Era realmente una persona así a quien necesitaban aquellos comerciantes, capaz de guiarlos por la floresta y cruzar cuantas veces quisieran la frontera eludiendo a las autoridades coloniales, así como de las zonas que frecuentan las fieras peligrosas. Con ellos Mkombo completó su compleja educación pues estos hombres aventureros natos, muchos de ellos prófugos de las leyes de sus etnias o países, viajaban por extensas regiones llanas o selváticas intercambiando ropas, diamantes, armas, marfil y hasta un ser humano si era necesario.
Viajó por extensas regiones del norte y el este de Angola, visitó numerosas aldeas, aprendió las lenguas chowke, lunda, ambundo, etc.
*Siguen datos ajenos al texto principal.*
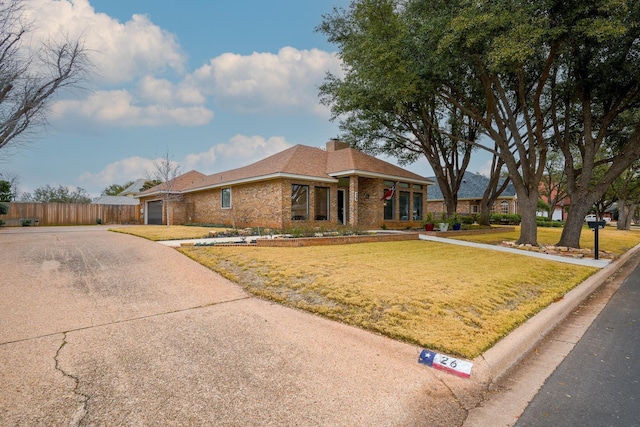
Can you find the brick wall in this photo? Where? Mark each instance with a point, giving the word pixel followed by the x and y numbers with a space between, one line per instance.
pixel 268 204
pixel 337 240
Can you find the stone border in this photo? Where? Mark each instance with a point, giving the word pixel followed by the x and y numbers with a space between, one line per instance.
pixel 369 238
pixel 335 240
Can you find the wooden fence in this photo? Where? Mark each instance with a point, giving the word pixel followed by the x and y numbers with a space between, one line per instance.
pixel 70 214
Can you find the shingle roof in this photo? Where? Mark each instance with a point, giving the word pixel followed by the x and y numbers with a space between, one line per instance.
pixel 472 187
pixel 133 189
pixel 310 163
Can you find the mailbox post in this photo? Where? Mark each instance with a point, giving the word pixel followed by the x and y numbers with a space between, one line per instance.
pixel 595 226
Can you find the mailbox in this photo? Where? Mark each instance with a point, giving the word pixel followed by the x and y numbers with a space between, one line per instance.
pixel 596 224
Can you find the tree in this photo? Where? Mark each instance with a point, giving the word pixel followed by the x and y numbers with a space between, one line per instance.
pixel 384 105
pixel 150 183
pixel 30 77
pixel 60 194
pixel 532 76
pixel 12 179
pixel 627 191
pixel 497 185
pixel 6 194
pixel 553 186
pixel 115 189
pixel 166 171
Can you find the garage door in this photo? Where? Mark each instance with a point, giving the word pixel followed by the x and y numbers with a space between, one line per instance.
pixel 154 212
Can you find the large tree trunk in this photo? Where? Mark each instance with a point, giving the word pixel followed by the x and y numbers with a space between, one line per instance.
pixel 485 213
pixel 528 224
pixel 625 214
pixel 572 230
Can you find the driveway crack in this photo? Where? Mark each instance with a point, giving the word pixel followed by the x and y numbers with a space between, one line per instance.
pixel 82 410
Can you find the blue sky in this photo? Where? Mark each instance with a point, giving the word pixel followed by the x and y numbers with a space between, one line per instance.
pixel 215 84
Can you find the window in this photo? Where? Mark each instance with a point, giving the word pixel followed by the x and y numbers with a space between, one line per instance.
pixel 417 206
pixel 321 203
pixel 299 202
pixel 226 198
pixel 390 203
pixel 389 207
pixel 404 205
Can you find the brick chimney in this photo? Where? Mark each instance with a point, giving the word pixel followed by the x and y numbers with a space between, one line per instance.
pixel 335 145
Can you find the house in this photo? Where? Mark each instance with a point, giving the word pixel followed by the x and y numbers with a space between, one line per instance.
pixel 338 185
pixel 470 195
pixel 133 189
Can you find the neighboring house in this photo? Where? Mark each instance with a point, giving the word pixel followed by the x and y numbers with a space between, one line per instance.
pixel 561 208
pixel 339 185
pixel 470 195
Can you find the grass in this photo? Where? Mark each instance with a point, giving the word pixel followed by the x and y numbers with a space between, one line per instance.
pixel 609 238
pixel 453 299
pixel 448 298
pixel 162 232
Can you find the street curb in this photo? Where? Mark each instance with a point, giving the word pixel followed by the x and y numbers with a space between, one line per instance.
pixel 498 361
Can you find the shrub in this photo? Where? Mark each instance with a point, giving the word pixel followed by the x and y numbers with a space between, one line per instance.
pixel 468 220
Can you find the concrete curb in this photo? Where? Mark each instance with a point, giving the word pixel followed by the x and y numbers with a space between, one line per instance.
pixel 498 361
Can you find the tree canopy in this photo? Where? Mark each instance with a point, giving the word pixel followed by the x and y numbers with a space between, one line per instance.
pixel 29 77
pixel 528 76
pixel 115 189
pixel 60 194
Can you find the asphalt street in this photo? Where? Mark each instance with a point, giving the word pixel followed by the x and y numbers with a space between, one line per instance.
pixel 598 383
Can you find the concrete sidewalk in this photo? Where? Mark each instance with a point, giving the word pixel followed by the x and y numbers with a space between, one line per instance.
pixel 588 262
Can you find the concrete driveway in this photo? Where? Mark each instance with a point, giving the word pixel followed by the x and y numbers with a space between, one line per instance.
pixel 105 329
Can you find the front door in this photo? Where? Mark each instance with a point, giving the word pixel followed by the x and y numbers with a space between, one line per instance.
pixel 343 207
pixel 154 212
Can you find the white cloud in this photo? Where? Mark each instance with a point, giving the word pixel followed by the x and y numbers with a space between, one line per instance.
pixel 119 108
pixel 264 82
pixel 130 57
pixel 119 172
pixel 120 52
pixel 240 150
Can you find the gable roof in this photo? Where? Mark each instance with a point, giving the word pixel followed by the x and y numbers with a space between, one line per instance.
pixel 133 189
pixel 308 163
pixel 472 187
pixel 178 184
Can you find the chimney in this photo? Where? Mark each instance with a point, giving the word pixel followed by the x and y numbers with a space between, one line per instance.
pixel 335 145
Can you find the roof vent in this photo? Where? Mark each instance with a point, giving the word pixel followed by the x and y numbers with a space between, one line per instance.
pixel 336 144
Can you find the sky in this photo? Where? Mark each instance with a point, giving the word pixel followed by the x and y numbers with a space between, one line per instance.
pixel 213 84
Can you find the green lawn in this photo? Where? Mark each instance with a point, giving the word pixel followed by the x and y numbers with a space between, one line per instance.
pixel 609 238
pixel 453 299
pixel 448 298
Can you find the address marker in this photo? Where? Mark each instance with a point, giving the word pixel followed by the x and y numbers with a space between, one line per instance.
pixel 461 368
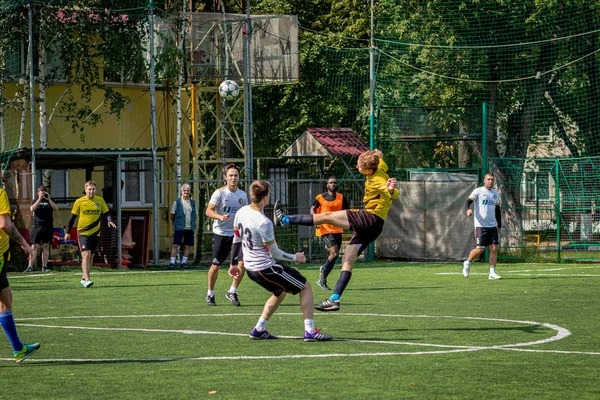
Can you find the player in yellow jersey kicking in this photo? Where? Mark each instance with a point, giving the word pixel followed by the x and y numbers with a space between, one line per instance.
pixel 366 224
pixel 89 208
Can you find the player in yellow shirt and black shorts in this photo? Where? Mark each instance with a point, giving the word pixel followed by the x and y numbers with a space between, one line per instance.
pixel 89 208
pixel 366 224
pixel 8 231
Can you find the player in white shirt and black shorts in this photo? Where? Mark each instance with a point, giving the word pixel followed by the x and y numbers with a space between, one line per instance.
pixel 222 206
pixel 255 240
pixel 487 217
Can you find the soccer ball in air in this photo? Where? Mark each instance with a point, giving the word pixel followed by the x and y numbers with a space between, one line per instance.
pixel 229 89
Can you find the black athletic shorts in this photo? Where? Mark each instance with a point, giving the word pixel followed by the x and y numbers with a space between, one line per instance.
pixel 279 278
pixel 366 227
pixel 485 237
pixel 88 243
pixel 334 239
pixel 186 236
pixel 40 234
pixel 221 248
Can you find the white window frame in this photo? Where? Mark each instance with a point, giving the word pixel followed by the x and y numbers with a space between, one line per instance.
pixel 142 176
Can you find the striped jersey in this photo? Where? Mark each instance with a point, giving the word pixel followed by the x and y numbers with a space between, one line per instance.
pixel 484 207
pixel 255 231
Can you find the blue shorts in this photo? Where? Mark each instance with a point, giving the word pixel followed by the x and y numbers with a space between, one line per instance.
pixel 3 278
pixel 187 236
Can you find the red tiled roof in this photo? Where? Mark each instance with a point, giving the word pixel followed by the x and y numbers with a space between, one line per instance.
pixel 339 141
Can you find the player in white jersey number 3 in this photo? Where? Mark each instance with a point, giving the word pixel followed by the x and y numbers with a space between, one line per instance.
pixel 487 217
pixel 254 237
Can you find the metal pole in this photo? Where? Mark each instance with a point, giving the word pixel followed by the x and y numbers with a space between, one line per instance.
pixel 118 191
pixel 248 98
pixel 31 101
pixel 372 82
pixel 155 218
pixel 557 207
pixel 484 161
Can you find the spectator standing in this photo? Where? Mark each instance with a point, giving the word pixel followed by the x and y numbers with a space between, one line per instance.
pixel 42 230
pixel 183 215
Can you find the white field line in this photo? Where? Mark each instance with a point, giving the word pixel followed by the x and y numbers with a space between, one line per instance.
pixel 561 333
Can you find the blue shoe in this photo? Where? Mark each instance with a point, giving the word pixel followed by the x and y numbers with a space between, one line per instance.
pixel 261 335
pixel 27 350
pixel 328 305
pixel 316 336
pixel 233 298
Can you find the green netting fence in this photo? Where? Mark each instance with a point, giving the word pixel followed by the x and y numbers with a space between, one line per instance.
pixel 505 85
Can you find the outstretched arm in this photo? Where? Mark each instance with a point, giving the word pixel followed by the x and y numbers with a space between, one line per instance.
pixel 11 230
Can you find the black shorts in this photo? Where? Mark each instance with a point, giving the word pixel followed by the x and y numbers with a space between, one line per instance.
pixel 88 243
pixel 278 279
pixel 3 278
pixel 187 236
pixel 366 227
pixel 221 248
pixel 334 239
pixel 40 234
pixel 485 237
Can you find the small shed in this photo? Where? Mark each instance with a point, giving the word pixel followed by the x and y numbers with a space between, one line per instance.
pixel 332 143
pixel 327 142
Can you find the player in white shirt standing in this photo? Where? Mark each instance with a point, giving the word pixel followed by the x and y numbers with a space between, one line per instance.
pixel 486 203
pixel 255 239
pixel 223 205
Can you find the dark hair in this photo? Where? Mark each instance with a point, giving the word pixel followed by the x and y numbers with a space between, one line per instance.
pixel 259 190
pixel 369 160
pixel 229 166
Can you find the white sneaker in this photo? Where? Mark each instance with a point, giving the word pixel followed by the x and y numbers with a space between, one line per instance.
pixel 466 268
pixel 493 275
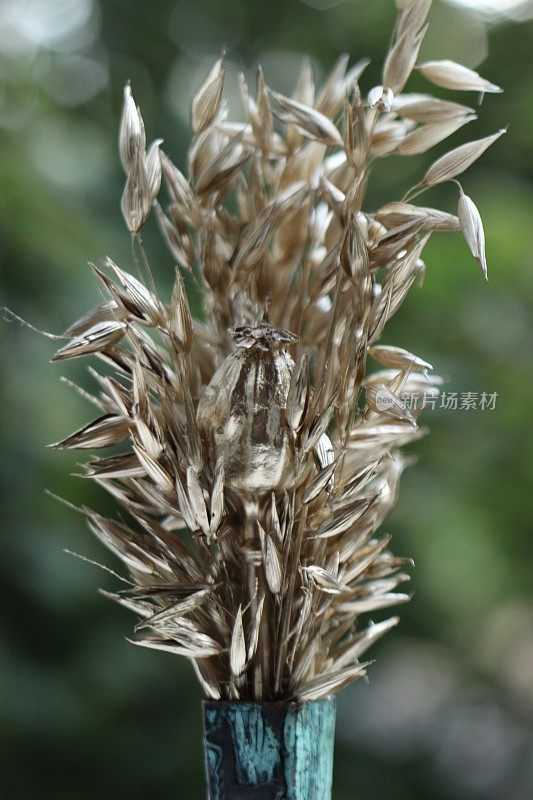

Conoció también el amor y el desengaño de una preciosa o fea joven morena, de algún burdel, que le arrancó la virginidad en el primer encuentro.
Pero sobretodo aprendió a negociar, a ganar siempre, aunque fuese un mínimo en cualquier transacción, a engañar, a engatusar, a emplear el arte de la diplomacia más que el de las armas, sin darse cuenta que estaba reuniendo las dotes de un estadista que no demoraría mucho en lucir.
Después de una década andando con los comerciantes conoció la noticia de la muerte de Mkeba a manos de un grupo de guerrilleros, a quienes había hecho mucho daño, traicionándolos y sirviendo a los intereses colonialistas.
No lo dudó mucho y acompañado por algunos de sus nuevos amigos, deseosos de correr una nueva aventura, se presentó de improviso en la aldea a reclamar sus derechos como Soba de la tribu, por ser hijo de Mkembe IV. De más está decir que tuvo la oposición de de inmediato de sus parientes lejanos, incluso que dudaban o querían hacer creer que no era este su linaje ni su identidad, tampoco recibió el apoyo, de inicio de las autoridades portuguesas, pero el poder de éstas se encontraba muy debilitado no sólo por la situación política en la región y los movimientos de opositores, cada vez más difíciles de reprimir, sino también por el nuevo escenario internacional; donde el colonialismo era reconocido como uno de los males mayores de la humanidad. Día a día se sucedía la declaración de independencia de diversas naciones africanas y ya el poder portugués no aguantaba más.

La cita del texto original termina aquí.